等到了第二天,陈宝玉吃完了晚饭之后还是在院子之中玩耍,等到罗清华来喊他的时候,竟然是发现了他的衣服又像昨天一样,又脏又破,罗清华不禁是抱怨了起来:
“小祖宗啊,你怎么又蹭了一身的泥,还将衣服给刮破了?”
年幼的陈宝玉嘻嘻哈哈的笑了起来,伸手指向院子之中的一颗小树下边,口中不知道是在说着什么,罗清华隐隐约约的只能听到一个“有”字。
本来夜里就是个不宁静的时辰,而孩子又是非常敏感睿智的,罗清华顿时是就感觉不对,赶紧是抱着陈宝玉就进了房间,并且是将房门给紧紧地锁住,还放了许多的蒜与桃木枝在门口与窗子上边,生怕陈宝玉是遇见了什么不干净的东西。
等到隔了一天之后,罗清华为了保证陈宝玉的安危,晚饭过后就不让他出门了,而陈宝玉就开始闹腾了起来,他一直哭一直哭,就是想要去那院子之中,就是想要去那院子之中的那棵树下。
而且陈宝玉的嘴中老实在口齿不清的说:“那,那,朋……”
罗清华赶紧是捂住了陈宝玉的嘴巴,惊吓不已,然后她赶紧叫陈安琥去将院子之中的那棵树给铲除了。本以为这样子就可以解决现在的问题,可谁知道到了第二天陈宝玉竟然是不见了!
说到此处罗清华已经是有些难以控制情绪了,她无力的瘫倒在陈安琥的怀中,似乎连回忆起来都已经是筋疲力尽了,方裕一赶紧道:“你们现在带我去那棵树那里看看。”
接着罗清华和陈安琥就将我们带去了他们家的院子之中,只见那棵被砍掉的树只是一颗非常普通的栀子花树,还没有很大,顶多只到我的腰间;我和方裕一看了看之后并没有发现什么异常,这棵树一切都很正常,看样子并不是这棵树的问题。
忽然!
方裕一往树的后边看了看,我赶紧跟着他过去看了看,只见那块地方光线黑暗,根本是看不到什么异常,只能够看见泥土上几个小小的坑,像是某种东西的印记。
方裕一皱眉问了一句:“你们家中养了家禽吗?”
罗清华摇摇头:“没有啊,宝玉从小身子敏感,就没有养过这些家禽走兽的。”
我知道方裕一问的问题肯定都是有原因的,于是我也上前看了看,只见那地上的印记有那么点儿像是小孩子的手掌印,可是那手掌印非常小,估计都没有弯月的巴掌大,肯定也就不是陈宝玉那么大的孩子留下来的。
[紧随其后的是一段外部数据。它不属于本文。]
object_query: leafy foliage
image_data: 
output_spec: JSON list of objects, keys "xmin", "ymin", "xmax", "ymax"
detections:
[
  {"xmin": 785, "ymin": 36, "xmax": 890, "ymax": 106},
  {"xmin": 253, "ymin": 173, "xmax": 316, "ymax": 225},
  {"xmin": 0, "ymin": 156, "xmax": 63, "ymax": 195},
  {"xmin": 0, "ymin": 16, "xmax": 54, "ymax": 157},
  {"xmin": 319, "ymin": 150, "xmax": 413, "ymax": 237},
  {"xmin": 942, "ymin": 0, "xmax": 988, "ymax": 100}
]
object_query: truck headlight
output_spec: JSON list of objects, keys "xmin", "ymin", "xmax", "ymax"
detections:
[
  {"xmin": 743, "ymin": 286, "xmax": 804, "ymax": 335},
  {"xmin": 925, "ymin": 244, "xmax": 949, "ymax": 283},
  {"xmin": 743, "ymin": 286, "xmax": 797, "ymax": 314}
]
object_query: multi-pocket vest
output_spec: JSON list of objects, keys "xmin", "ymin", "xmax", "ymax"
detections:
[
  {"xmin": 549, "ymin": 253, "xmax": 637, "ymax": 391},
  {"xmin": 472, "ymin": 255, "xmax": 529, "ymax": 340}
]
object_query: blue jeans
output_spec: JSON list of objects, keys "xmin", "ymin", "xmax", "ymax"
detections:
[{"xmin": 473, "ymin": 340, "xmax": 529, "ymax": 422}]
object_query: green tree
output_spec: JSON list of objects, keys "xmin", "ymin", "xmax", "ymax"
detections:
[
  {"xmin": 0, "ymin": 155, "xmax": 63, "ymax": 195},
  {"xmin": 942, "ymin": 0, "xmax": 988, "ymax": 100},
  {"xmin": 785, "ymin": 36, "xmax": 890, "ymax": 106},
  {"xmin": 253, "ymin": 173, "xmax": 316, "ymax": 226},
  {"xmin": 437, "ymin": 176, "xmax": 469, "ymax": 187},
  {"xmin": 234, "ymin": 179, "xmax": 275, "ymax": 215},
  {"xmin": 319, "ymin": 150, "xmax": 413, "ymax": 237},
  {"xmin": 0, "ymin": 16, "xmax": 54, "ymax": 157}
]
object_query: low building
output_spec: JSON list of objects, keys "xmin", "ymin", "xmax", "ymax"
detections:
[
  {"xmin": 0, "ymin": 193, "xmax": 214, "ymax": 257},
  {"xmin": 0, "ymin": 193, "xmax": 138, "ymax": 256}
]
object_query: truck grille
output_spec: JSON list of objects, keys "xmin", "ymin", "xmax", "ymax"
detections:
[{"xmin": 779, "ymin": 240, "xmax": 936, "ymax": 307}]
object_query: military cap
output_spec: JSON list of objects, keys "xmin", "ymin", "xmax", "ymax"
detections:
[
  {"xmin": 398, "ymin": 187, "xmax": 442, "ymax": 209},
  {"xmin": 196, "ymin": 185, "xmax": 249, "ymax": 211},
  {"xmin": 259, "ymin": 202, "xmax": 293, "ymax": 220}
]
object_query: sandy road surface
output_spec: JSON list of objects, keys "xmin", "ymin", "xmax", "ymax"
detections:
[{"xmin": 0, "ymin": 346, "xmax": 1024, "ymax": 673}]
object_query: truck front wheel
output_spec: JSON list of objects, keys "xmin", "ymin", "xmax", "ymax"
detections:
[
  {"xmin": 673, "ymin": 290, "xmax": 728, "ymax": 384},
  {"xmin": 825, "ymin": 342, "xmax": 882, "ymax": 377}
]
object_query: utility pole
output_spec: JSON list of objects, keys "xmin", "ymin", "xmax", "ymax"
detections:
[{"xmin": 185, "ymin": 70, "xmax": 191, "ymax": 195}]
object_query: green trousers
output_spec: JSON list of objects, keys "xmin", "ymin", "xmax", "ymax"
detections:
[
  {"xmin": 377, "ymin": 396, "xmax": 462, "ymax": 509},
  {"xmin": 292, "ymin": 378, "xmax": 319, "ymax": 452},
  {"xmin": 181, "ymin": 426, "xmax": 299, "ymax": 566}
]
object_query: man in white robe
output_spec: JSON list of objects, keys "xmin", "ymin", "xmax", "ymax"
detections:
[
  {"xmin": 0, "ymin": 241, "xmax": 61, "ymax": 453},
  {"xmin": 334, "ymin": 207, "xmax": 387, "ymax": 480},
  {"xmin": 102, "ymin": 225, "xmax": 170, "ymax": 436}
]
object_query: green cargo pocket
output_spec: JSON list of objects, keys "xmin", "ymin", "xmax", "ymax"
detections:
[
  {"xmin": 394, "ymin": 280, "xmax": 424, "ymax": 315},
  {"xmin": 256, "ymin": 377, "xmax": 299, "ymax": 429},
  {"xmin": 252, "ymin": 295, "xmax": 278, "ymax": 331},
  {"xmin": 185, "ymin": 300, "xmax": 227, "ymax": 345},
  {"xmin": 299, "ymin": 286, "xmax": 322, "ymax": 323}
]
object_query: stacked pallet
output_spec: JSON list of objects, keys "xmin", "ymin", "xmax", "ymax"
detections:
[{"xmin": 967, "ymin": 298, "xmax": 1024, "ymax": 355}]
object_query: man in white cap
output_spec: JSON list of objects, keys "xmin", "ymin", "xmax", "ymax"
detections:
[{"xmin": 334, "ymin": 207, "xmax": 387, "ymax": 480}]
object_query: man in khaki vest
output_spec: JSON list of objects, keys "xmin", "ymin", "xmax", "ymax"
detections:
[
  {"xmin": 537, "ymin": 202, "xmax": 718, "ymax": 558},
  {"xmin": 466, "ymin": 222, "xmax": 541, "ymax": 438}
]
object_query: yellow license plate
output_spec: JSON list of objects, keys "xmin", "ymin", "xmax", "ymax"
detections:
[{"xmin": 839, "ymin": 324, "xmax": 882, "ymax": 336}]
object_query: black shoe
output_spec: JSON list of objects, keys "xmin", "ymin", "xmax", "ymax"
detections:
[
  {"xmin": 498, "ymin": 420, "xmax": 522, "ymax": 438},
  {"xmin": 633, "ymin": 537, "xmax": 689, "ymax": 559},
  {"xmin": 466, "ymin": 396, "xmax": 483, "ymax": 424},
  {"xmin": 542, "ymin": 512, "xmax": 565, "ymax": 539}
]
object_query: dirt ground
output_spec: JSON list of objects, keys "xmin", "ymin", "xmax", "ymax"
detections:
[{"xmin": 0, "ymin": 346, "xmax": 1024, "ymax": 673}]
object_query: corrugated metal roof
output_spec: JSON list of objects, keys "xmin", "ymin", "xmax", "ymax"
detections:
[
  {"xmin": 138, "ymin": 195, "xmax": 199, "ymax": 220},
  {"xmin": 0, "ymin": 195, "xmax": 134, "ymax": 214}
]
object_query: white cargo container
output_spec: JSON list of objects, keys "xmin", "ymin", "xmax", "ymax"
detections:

而且我还发现到,在这每一个手掌印记的后边还有一段奇奇怪怪的痕迹,像是什么东西拖拉而过似的,我起初还是有点疑惑的,后边才恍然大悟,这是一个孩子爬行的痕迹!
我赶紧对方裕一说:“你发现了吗?这是一个孩子留下的印记!”
方裕一点点头,神情有些严肃了起来:“看样子,留下印记的这个孩子就是罪魁祸首了,只不过现在还不知道他究竟是什么东西。”
此刻我们的猜测都一致了,我莫名的就开始担心起弯月和罪生了,而也就在此时,我忽然是听见了耳边传来了阵阵呼喊的声音,那声音很微弱,像是一个口齿不清的孩子,但是分不清男孩还是女孩,只能够听见他在叫喊着:“娘亲,娘亲。”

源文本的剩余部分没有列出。